Mayor Rahm Emanuel accepted $10,000 in campaign contributions from the spouses of two top executives of a longtime city contractor that is also vying to take over the city's beleaguered red light camera program.

The mayor's Chicago for Rahm Emanuel campaign fund has reported two contributions from the wives of SDI's top executives, although in neither case is the connection to SDI disclosed by the Emanuel campaign. One $5,000 donation was reported Dec. 28, 2012, from Gupta's wife, Dawn. Campaign records identify her as the founder of a small holistic health company created in September called Balex LLC.

The other $5,000 contribution to Emanuel was reported Jan. 10 from a woman listed as a “homemaker” named Debra Diver.
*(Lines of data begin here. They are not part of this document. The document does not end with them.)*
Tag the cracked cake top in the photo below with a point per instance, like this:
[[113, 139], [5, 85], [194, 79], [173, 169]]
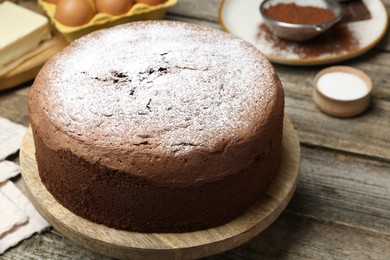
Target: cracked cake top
[[163, 86]]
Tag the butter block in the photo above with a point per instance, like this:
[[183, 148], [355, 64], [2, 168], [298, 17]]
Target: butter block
[[21, 30]]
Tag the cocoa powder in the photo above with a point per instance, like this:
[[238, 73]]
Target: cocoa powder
[[337, 40], [296, 14]]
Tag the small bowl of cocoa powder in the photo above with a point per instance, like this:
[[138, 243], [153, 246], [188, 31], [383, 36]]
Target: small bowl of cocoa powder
[[300, 20]]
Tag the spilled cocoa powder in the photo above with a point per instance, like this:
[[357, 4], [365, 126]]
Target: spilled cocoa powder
[[296, 14], [337, 40]]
She is the wife of Brian Diver, the president and chief operating officer at SDI.

Notice that both of these scandals revolve around Chicago's largest public asset: its road network. We have over 6,000 km of streets, and tens of thousands of metered parking spaces. People understand roads. And schools, but that's a bigger topic.

Opaque airfares

Last night I poked around aa.com, musing about taking a pair of trips this fall. Two, because during the fall and early winter, airfares and hotels are cheaper than the rest of the year, at least in the places I like to go.

My original thought was to buy a trip to London and use miles for a second trip somewhere else, on the theory that with 8 daily non-stops between Chicago and London, fares would be lower than to somewhere that has only one daily flight. No, not so much.
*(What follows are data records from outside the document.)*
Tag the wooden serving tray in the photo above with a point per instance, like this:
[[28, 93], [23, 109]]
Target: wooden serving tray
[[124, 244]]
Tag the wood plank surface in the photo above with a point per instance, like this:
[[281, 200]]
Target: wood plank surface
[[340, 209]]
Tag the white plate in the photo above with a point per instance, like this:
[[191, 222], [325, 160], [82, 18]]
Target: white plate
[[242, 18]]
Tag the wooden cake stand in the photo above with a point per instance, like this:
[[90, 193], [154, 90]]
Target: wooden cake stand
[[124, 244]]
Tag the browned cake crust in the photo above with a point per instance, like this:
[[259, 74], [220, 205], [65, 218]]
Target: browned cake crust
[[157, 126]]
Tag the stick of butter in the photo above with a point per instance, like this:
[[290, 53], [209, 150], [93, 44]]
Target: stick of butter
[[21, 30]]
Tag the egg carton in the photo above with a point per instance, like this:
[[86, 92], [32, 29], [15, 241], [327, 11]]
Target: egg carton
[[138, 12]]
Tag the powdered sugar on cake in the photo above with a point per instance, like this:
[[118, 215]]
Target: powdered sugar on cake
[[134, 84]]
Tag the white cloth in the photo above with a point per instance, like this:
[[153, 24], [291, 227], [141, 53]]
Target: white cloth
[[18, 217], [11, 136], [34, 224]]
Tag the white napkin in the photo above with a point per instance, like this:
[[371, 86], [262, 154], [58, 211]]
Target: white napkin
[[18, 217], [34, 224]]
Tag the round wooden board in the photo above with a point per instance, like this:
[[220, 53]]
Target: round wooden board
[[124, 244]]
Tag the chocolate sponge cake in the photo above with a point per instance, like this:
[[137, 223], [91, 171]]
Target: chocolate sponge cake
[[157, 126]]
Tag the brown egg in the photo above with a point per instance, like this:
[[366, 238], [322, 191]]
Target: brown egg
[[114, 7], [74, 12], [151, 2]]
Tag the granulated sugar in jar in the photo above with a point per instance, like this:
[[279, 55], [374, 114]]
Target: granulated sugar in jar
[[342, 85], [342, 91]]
For travel the weekend of 10-15 October, here are the best airfares I found on oneworld carriers:

Dublin5,910 km$776
London6,360 km$1,144
Honolulu6,826 km$808
Berlin7,099 km$889
Tokyo10,094 km$1,159
Hong Kong12,538 km$1,200

All of the options save London have one daily non-stop from Chicago. As you can see, they're in order by distance, and also as you can see, there seems to be no connection between the distance (a proxy for the cost to the airline) and the airfare.

To add more confusion, all of those destinations cost 30,000 frequent-flyer miles (except for Honolulu, at 22,500, and Hong Kong, at 35,000) each way in coach or 50,000 each way in business. I say "confusion" because now I'm trying to balance two competing miles forces and coming up with a deranged result.

The pressures are these: earn the most flight miles per dollar—flight miles are super valuable compared with other kinds—and spend the fewest flight miles per trip. As you can see from the data, it actually works out better if I use miles on the shorter trip (to London or Berlin) and buy my ticket for the longer trip (to Asia).

Just a little more figuring, including the cost of upgrading to business class on overnight segments and each city's hotel costs, and holding the dates constant, puts 10 possible trips in this order:

Quito, Ecuador; Honolulu; Hong Kong; Dublin; London; Madrid; Manchester, U.K.; Dusseldorf; Tokyo; Berlin; Paris; Santiago, Chile

How did that happen?

Quito is cheapest because without overnight flights, I won't upgrade from coach. And their hotels are really cheap.

Santiago comes out most expensive because both directions have overnight flights.

Hong Kong comes in so inexpensive because I can't use miles to upgrade on any airline other than American, British Airways, or Iberia. The Chicago-Hong Kong flight is Cathay Pacific. I will fly that route someday—but not all the way in coach. Fourteen hours on a plane is fine; but not overnight in coach.

Dublin looks like a back door into London, since flights from Dublin to London are around $150 round-trip; but London works out to be cheaper because AA runs a morning flight from Chicago. No upgrade needed.

I have to conclude the following: because of the insane airfares to Europe and the equally insane airfares to Tokyo, caused by the weak yen and European departure taxes, the cost-per-mile to Tokyo is about half the cost-per-mile to London. Ergo, buy the Tokyo ticket and get the London one for free.

Will I actually take these trips? I can't say. I hope so though.